Ni hablar de que el BC ha sido una bendición para el sistema bancario o para las finanzas públicas. Basta recordar los casos de Bancomercio y Baninter para percatarnos de que los redescuentos bancentralianos han causado dislocaciones económicas que han lacerado mas a la clase pobre que a ningún otro segmento poblacional. El manejo de la tasa de interés interbancaria, el encaje legal y los límites y direccionalidad del crédito que impone el BC han sido ocasionalmente usados también para favorecer intereses bancarios privados.

Asimismo, el manejo del sistema bancario se usa con frecuencia para apuntalar las finanzas públicas, estimulando así los déficits fiscales y el endeudamiento externo. Una reducción del encaje legal puede ser beneficiosa en ocasiones –como lo fue el pasado año frente a señales de recesión—pero también se baja el encaje legal cuando el gasto fiscal no esta estimulando adecuadamente la economía. Amén de que cuando las pérdidas del BC son cuantiosas y deben ser resarcidas por el gobierno, los pagos de este ultimo se hacen esperar o no se hacen, incumpliendo una ley existente al respecto.

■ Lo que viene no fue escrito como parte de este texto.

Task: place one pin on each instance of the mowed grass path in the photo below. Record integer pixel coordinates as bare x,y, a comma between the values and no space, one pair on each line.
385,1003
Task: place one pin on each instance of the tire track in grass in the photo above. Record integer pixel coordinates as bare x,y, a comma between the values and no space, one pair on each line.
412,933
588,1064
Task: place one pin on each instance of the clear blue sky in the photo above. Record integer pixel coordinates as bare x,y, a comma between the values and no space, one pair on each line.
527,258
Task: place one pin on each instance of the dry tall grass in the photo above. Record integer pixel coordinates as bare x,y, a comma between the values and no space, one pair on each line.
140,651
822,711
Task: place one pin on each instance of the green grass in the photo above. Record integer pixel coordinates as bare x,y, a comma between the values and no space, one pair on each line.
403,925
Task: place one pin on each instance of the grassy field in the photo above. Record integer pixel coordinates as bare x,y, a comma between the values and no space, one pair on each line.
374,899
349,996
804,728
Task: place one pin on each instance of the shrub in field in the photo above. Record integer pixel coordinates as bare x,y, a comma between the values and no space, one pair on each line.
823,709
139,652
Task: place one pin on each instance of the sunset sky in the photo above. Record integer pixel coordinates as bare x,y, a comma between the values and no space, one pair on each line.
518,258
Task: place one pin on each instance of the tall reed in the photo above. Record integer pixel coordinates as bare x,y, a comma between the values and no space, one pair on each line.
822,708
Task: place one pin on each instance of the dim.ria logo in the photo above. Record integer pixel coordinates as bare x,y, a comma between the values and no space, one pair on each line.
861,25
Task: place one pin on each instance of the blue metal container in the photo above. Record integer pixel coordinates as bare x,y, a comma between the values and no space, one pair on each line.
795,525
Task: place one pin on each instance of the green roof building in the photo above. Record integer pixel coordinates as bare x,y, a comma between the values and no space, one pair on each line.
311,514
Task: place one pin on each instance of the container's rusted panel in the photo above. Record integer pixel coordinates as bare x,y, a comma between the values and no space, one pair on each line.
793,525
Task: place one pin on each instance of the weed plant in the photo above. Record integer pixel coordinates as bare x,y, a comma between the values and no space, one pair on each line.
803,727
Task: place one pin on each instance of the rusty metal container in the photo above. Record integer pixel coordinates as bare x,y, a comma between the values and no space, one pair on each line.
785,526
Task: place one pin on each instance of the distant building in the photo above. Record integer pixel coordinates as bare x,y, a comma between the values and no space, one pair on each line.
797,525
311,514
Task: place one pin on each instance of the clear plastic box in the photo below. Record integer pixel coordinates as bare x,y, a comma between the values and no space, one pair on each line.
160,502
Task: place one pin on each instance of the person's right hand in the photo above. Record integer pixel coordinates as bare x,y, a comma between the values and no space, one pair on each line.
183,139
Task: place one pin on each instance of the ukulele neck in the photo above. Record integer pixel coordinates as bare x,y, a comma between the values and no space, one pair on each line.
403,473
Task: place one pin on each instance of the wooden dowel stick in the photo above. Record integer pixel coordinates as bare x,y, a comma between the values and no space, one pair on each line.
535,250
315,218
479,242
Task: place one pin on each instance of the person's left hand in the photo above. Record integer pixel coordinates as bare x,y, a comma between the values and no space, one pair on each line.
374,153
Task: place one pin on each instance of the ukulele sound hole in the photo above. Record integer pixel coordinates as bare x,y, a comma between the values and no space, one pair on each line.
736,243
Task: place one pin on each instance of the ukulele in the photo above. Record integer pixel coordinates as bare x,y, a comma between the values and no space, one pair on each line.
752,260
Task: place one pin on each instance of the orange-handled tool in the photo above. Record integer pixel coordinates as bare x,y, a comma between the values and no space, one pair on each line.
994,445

La ineficiencia del BC podría atribuirse en parte a la subordinación de sus gobernadores al Poder Ejecutivo, a quienes la obediencia les evita perder su jugoso empleo. Por otro lado, el argumento de que existe una Junta Monetaria para equilibrar las medidas no es más que un burdo espejismo del mito. Sus miembros no solo son, por lo general, desconocedores de las ciencias económicas, sino que reciben groseros salarios actuando como sello gomígrafo de las medidas del gobernador de turno. Los empresarios que componen su membresía están ahí para beneficiarse del flujo de información y de los privilegios que logran extraer de su vinculación.

La nómina del BC de 2,500 empleados no es el costo más oneroso, a pesar de que los beneficios de la empleomanía superan por mucho los del sector privado. Tampoco importa mucho que sus ejecutivos se entretengan con un Departamento Cultural y un Museo de Numismática porque los finos vinos que se brindan en sus cocteles no cuestan tanto como los erróneos manejos de la política monetaria y crediticia. Pero convendría más que los recursos del BC no se usaran para usurpar el rol de las universidades ofreciendo cursos en línea. De lo que deben ocuparse es de trasladar a la ONE la responsabilidad por las Cuentas Nacionales y por las estadísticas turísticas, además de hacer más ágil y eficiente la labor del elefantiásico COPRA, un adefesio que se perpetua sin razón.

Pero esos desvaríos del BC no son la principal razón para defenestrar la moneda propia y eliminar la institución. Es que el estímulo al desarrollo económico seria enorme si elimináramos el peso y adoptáramos el dólar y el euro como monedas de curso legal. Solo la alineación de las tasas de interés con las prevalecientes en EEUU y/o Europa, así como de la inflación con la internacional, provocarían un incremento de las inversiones y se eliminaría el riesgo país. Los beneficios colaterales incluirían la reducción de los costos de las transacciones, mayor estabilidad de precios, mayor competencia en la banca, el crédito a largo plazo y una sinceración de la política fiscal.

La banca nacional no debe oponerse a la eliminación del peso aun cuando sus márgenes de intermediación podrían disminuirse. Compensaría el mayor volumen de operaciones que resulte del salto en el desarrollo económico, amén de que operaria en un ambiente de mayor certidumbre. Tampoco nuestra soberanía se vería afectada porque, además de que el volumen de transacciones de la economía en moneda extranjera es mucho mayor que en pesos, la creciente globalización, nuestra dependencia del turismo y las remesas y la emergencia de las monedas digitales aconsejan abandonar los viejos paradigmas de la soberanía monetaria. Y si no pregúntenle a Ecuador, San Salvador y Panamá que ya han dado el paso y están cosechando sus frutos.